Soon after North Korea’s missile test, the US requested an emergency meeting of the United Nations Security Council. Nicky Haley, the US ambassador to the United Nations, said war is now an option on the table. She called for an ‘escalated diplomatic and economic response’, warning China and other countries supporting North Korea that their trade with the US could be at risk.
The option of pushing for more sanctions on North Korea has not worked so far. But, as Haley said, these could be extended to countries and firms dealing with North Korea. This could make the sanctions effective while maintaining peace. North Korea has the backing of China. Though China objects to the deployment of THAAD missile systems by South Korea, it does not seem to mind the development of ICBMs by North Korea, as it knows that the missiles are aimed at the US and South Korea. Trump tried to rely on China to rein in North Korea, but now seems to have realised his mistake.
After the ICBM launch, the US and South Korea held a ballistic missile drill to counter North Korea’s actions. Though declaring war on North Korea is a difficult option, one can expect more military drills involving the US and South Korean forces. However, in a tense atmosphere, war may break out inadvertently, sparked off by some missile test that goes off course or incidents involving aircraft or ships.

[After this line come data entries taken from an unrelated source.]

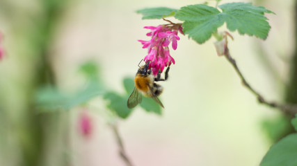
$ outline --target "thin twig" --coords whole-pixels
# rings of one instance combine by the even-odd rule
[[[117,144],[119,148],[119,154],[120,156],[122,158],[122,159],[124,160],[124,162],[126,163],[126,165],[127,166],[132,166],[132,163],[130,161],[130,160],[128,158],[128,156],[127,155],[126,151],[125,150],[124,145],[122,143],[122,138],[120,136],[120,133],[118,132],[118,127],[115,124],[111,124],[111,128],[113,129],[113,133],[115,134]]]
[[[297,113],[297,104],[283,104],[276,102],[267,101],[262,95],[260,95],[260,93],[259,93],[252,86],[250,86],[248,82],[246,80],[245,77],[238,68],[236,61],[231,57],[227,47],[225,48],[225,56],[228,62],[233,66],[238,75],[241,78],[243,86],[250,90],[250,91],[257,98],[258,101],[261,104],[266,104],[273,108],[279,109],[287,115],[295,116],[295,115]]]

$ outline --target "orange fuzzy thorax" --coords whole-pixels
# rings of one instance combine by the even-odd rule
[[[135,86],[136,89],[141,91],[143,95],[146,96],[150,96],[150,91],[149,86],[151,86],[154,80],[153,77],[142,77],[136,75],[134,78]]]

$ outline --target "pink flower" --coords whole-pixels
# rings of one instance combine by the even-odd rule
[[[160,33],[158,34],[158,37],[160,38],[165,38],[166,40],[163,44],[163,46],[168,46],[169,44],[172,42],[172,48],[176,50],[177,48],[177,40],[179,40],[179,37],[177,36],[176,31],[167,31],[166,33]]]
[[[79,129],[85,137],[90,137],[92,133],[92,119],[87,111],[83,111],[79,118]]]
[[[151,30],[147,36],[152,37],[149,41],[138,40],[143,46],[143,48],[147,48],[147,55],[144,61],[150,61],[149,68],[151,68],[154,75],[156,75],[160,71],[163,72],[165,67],[175,64],[175,59],[170,56],[169,44],[172,42],[173,50],[177,48],[178,32],[182,32],[180,24],[167,24],[158,26],[145,26],[144,28]]]

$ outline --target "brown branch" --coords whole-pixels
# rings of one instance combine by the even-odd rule
[[[122,143],[122,138],[120,136],[120,133],[118,132],[118,127],[115,124],[111,124],[111,127],[113,129],[113,133],[115,134],[118,147],[119,148],[119,154],[120,156],[122,158],[122,159],[124,160],[124,162],[126,163],[127,166],[132,166],[132,163],[130,161],[130,160],[128,158],[128,156],[127,155],[126,151],[124,147],[124,145]]]
[[[259,102],[273,108],[279,109],[280,111],[287,115],[295,116],[295,115],[297,113],[297,104],[284,104],[278,103],[276,102],[266,100],[262,95],[260,95],[260,93],[259,93],[252,86],[250,86],[248,82],[246,80],[246,78],[243,77],[239,68],[238,68],[236,61],[231,57],[227,47],[225,48],[225,57],[235,69],[236,72],[241,80],[243,86],[246,86],[246,88],[247,88],[252,94],[257,97]]]

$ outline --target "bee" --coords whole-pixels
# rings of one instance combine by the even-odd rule
[[[142,94],[146,97],[152,98],[161,107],[164,108],[162,102],[158,98],[158,96],[163,92],[163,86],[155,83],[158,81],[166,81],[168,77],[170,66],[168,66],[165,73],[165,78],[161,78],[161,71],[159,71],[156,77],[154,77],[151,69],[148,69],[150,62],[145,65],[138,67],[139,69],[136,73],[134,78],[135,87],[132,93],[128,98],[128,108],[132,109],[141,102],[143,98]]]

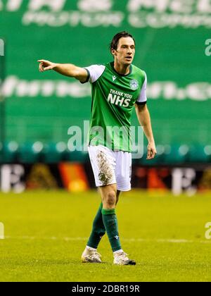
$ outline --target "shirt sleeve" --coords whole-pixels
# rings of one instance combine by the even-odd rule
[[[140,94],[136,101],[136,104],[137,104],[138,105],[144,105],[145,104],[146,104],[146,101],[147,101],[146,94],[146,85],[147,85],[147,77],[146,77],[146,74],[145,73],[145,80],[142,85]]]
[[[103,74],[106,68],[104,65],[91,65],[89,67],[84,67],[84,69],[87,70],[88,76],[86,81],[82,83],[88,82],[91,83],[95,82]]]

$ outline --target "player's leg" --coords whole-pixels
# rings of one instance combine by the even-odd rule
[[[122,151],[114,153],[116,159],[115,176],[117,197],[119,197],[121,191],[129,191],[131,189],[132,154]],[[117,198],[116,203],[117,201],[118,198]],[[114,252],[114,264],[117,265],[135,265],[136,262],[129,259],[127,254],[121,249]]]
[[[95,178],[96,185],[101,186],[106,183],[115,183],[115,163],[109,149],[101,146],[88,147],[91,164]],[[103,203],[100,204],[94,219],[92,230],[87,247],[82,255],[83,262],[101,263],[101,257],[96,252],[98,245],[106,233],[101,210]]]

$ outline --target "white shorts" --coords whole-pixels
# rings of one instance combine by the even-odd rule
[[[96,187],[117,184],[117,190],[131,189],[132,154],[104,146],[89,146],[88,152]]]

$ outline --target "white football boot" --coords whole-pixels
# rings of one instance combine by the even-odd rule
[[[124,252],[118,252],[114,254],[113,264],[116,265],[136,265],[136,261],[128,258]]]
[[[89,249],[86,247],[82,255],[83,263],[102,263],[101,255],[96,249]]]

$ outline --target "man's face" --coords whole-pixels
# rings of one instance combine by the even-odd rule
[[[115,59],[123,65],[130,65],[135,54],[135,44],[132,38],[121,37],[119,39],[117,49],[113,49]]]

An article in the New York Times says that the real option for Trump is a change of regime in North Korea by roping in Beijing. However, such a change is not easy and may take years to execute. It can be ruled out in the short-term. One would have to look at other options.
An expert writing in Foreign Policy, says the US has been carrying out joint exercises with South Korea since 2016 for a plan involving strikes on the North Korean leadership. A multiple missile attacks on sites in Pyongyang which are used by Kim Jong-un and his top aides would be practical if a nuclear strike by North Korea appears imminent. However, the plan may not work in the absence of reliable intelligence on the location of Kim, which is the case today. Besides, there is no guarantee that the North Korean command will surrender in the event that their leader is killed.
Thus, Trump has no easy solution for dealing with North Korea. As North Korea expands its capabilities, the pressure on Trump to act decisively will increase. Putting more sanctions on North Korea and extending these sanctions to firms, banks and countries dealing with North Korea appears to be the most promising option right now.